Electronic health record data from the University of Washington were text mined for clinical impression and diagnoses made by the treating physicians for emergency department (ED) encounters during February 2015 to February 2021. The full text of the physician notes was extracted from the clinical enterprise data warehouse and text mined for diagnoses and impressions of interest. We included all diagnoses of “conjunctivitis”; however, “allergic conjunctivitis” was excluded. As a negative control, monthly diagnoses of corneal abrasions and posterior vitreous detachments (PVDs) were extracted. The total number of distinct new patients presenting to the ED each month was calculated.

Search data and ED data were analyzed using a counterfactual control method¹⁴ with the objective of building a counterfactual model of what would have happened if there were no lockdowns or changes in behavior. A bayesian structural time series¹⁵ is a generalization of difference-in-differences approach to time-series analyses. The methods model the counterfactual of a time series observed before and after the initial social distancing and provide a bayesian time-series estimate of the outcome. The method constructs a counterfactual control combining a set of candidate’s time series in the pre–social distancing period and a seasonal component. The model then computes the posterior distribution of the counterfactual time series after March 11, 2020 (the date of the World Health Organization’s announcement of a global pandemic), and the difference between the observation and the counterfactual time series is a bayesian posterior distribution for the causal outcome. We include the directed acyclic graph of our modeling as eFigure 1 in the Supplement. Pearson correlation coefficients were used to measure correlation. All statistical analyses were performed with Python version 3.8.12 (Python Software Foundation; https://python.org/) and the package CausalImpact, version 1.2.¹⁵ Reported P values are based on a 1-sided hypothesis test; P values were not adjusted for multiple comparisons. A P value less than .05 was considered statistically significant. An open-source repository with the analyses used in this manuscript are provided as a GitHub repository (https://github.com/jlavista/conjunctivitis).

Results

The overall proportion of search interests on conjunctivitis were similar between January 2016 to December 2019 (mean [range] search interest, 77 [71-80] total normalized queries per year; possible range, 0-100), while the proportion during 2020 were lower (mean search interest, 59 total normalized queries per year) (Figure 1A). A consistent trend of lower search interests during summer months (July, August, and September; mean [range], 60.5 [58-62] total normalized queries) and higher search interests during winter months (January, February, and March; mean [range], 82.2 [80-84] total normalized queries) was shown during 2016 through 2019. In contrast, the search interest in conjunctivitis abruptly decreased in March 2020 and remained low throughout the year (mean [range], 45 [38-49] total normalized queries; with the exception for the following outlier), except for a peak during November 2020 (peaking at 100 total normalized queries), which coincided with the US vice presidential debate. No substantial differences in the proportion of search interests for terms about corneal abrasion, floaters, or photopsia occurred between 2016 and 2020 (Figure 1B-D).
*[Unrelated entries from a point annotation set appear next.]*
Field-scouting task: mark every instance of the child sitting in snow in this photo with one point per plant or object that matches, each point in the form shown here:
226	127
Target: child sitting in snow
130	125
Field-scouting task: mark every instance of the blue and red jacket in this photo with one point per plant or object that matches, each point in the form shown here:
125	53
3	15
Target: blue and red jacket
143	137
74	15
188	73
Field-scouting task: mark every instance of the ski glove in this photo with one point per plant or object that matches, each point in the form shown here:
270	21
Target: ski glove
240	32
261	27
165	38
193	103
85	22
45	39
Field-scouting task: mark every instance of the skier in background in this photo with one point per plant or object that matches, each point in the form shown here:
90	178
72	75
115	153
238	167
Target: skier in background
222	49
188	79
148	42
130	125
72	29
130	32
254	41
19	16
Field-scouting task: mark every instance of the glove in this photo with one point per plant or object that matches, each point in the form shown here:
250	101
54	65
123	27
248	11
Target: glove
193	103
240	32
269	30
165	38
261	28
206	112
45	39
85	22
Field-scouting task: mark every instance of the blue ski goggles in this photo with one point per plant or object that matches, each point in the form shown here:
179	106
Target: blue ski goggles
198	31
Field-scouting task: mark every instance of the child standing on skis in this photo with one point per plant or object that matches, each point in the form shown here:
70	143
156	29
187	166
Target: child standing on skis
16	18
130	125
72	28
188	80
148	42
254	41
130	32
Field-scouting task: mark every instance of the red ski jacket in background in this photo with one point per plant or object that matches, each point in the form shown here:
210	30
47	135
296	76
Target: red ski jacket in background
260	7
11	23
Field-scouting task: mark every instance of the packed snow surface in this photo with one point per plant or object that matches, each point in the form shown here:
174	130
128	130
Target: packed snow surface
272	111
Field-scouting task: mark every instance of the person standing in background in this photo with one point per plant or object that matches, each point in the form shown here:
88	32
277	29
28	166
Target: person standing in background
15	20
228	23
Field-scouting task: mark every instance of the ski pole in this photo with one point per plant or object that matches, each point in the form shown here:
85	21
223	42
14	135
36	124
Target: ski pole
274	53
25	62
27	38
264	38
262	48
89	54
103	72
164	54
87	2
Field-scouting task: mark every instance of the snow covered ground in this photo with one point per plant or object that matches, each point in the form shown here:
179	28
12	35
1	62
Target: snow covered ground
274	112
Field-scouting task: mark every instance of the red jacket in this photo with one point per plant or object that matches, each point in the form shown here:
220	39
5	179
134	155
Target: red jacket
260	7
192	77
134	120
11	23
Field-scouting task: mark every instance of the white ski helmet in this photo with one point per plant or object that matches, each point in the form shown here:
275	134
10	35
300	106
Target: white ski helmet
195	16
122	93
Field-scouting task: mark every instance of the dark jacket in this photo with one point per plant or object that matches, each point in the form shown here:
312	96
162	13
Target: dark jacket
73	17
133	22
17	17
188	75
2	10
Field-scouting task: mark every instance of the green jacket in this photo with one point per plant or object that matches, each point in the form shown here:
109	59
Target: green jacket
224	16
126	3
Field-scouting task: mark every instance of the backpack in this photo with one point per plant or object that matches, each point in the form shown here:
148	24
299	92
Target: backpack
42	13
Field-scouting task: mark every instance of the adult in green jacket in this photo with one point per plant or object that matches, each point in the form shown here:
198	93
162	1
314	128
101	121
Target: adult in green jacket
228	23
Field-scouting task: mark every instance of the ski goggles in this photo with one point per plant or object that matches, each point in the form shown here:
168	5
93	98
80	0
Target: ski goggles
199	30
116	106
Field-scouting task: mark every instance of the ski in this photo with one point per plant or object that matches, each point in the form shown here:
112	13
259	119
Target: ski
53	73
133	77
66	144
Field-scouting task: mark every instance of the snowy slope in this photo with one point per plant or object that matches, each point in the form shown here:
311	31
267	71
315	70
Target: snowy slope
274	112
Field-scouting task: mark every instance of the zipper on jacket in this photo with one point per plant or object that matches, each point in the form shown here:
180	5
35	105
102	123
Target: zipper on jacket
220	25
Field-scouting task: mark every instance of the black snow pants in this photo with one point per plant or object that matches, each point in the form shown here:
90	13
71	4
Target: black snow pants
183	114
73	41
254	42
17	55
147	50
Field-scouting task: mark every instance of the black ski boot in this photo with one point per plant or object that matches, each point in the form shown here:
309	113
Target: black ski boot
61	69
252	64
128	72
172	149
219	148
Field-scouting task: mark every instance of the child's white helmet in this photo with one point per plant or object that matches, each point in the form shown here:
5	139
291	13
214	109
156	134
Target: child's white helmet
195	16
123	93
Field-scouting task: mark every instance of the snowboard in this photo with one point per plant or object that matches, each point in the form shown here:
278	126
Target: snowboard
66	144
Figure 1. — Comparison of conjunctivitis search queries (A) with other frequently searched ophthalmic conditions (B-D) during 2016 through 2020. Normalized search interest searched against the week of the year. The shaded area corresponds to the beginning of the COVID-19 pandemic in March 2020.

To examine the temporal association between social distancing and the change in conjunctivitis search interest, we used community cell-phone mobility data to quantify the decrease in mobility of the US population (Figure 2). Both time series were mildly correlated (r = 0.52) without temporal correction. The time interval that maximized the correlation in the drop of search interest with social distancing was 3 weeks (r = 0.92; Figure 3). Using searches for corneal abrasion, floaters, and photopsia, we created a counterfactual control using a seasonally corrected, bayesian time-series model (Figure 4A). After the widespread adoption of social distancing in March 2020, we found a decrease of 34.2% (95% CI, −30.6% to −37.6%; P < .001) in conjunctivitis-associated search activity.

Figure 2. — Smartphone mobility index is plotted from February 15, 2020, to June 15, 2020, with the change in the search interest for conjunctivitis.

Figure 3. — The correlation of query interest for conjunctivitis with smartphone mobility index was measured at different time lag intervals in weeks.

Figure 4. — A, Searches over time for conjunctivitis modeled using the counterfactual controls of searches for corneal abrasion, floaters, and photopsias. The top section shows the predicted (orange line, shaded area as 95% CI) with the actual search interest (dark blue line). The vertical line represents the start of the pandemic. The bottom section shows the cumulative effect with 95% CIs over time after the start of the pandemic. Bayesian modeling shown for conjunctivitis (B), posterior vitreous detachment (C), and corneal abrasion (D) visits to the emergency department (ED), controlled for the total emergency visit volume.

The rate of ED encounters for conjunctivitis, PVD, and corneal abrasions was examined by text-mining physician notes. A total of 1156 encounters with a diagnosis of conjunctivitis were noted from January 2015 to February 2021. A mean (SD) of 17.1 (4.9) ED encounters for conjunctivitis per month were noted prior to March 2020, compared with 8.4 (5.2) ED encounters per month after COVID-19–associated public health measures began. While there was a decline in total ED encounters, bayesian time-series modeling showed that even after controlling for the decrease in total ED encounters, conjunctivitis declined 37.3% (95% CI, −12.9% to −60.6%; P < .001; Figure 4B) during the pandemic. Conversely, diagnoses of PVD (increased 7.9% [95% CI, −46.9% to 66.6%]; P = .39) or corneal abrasion (declined 1.12% [95% CI, −29.3% to 29.1%]; P = .47) did not show a decline using the same modeling (Figure 4C and D).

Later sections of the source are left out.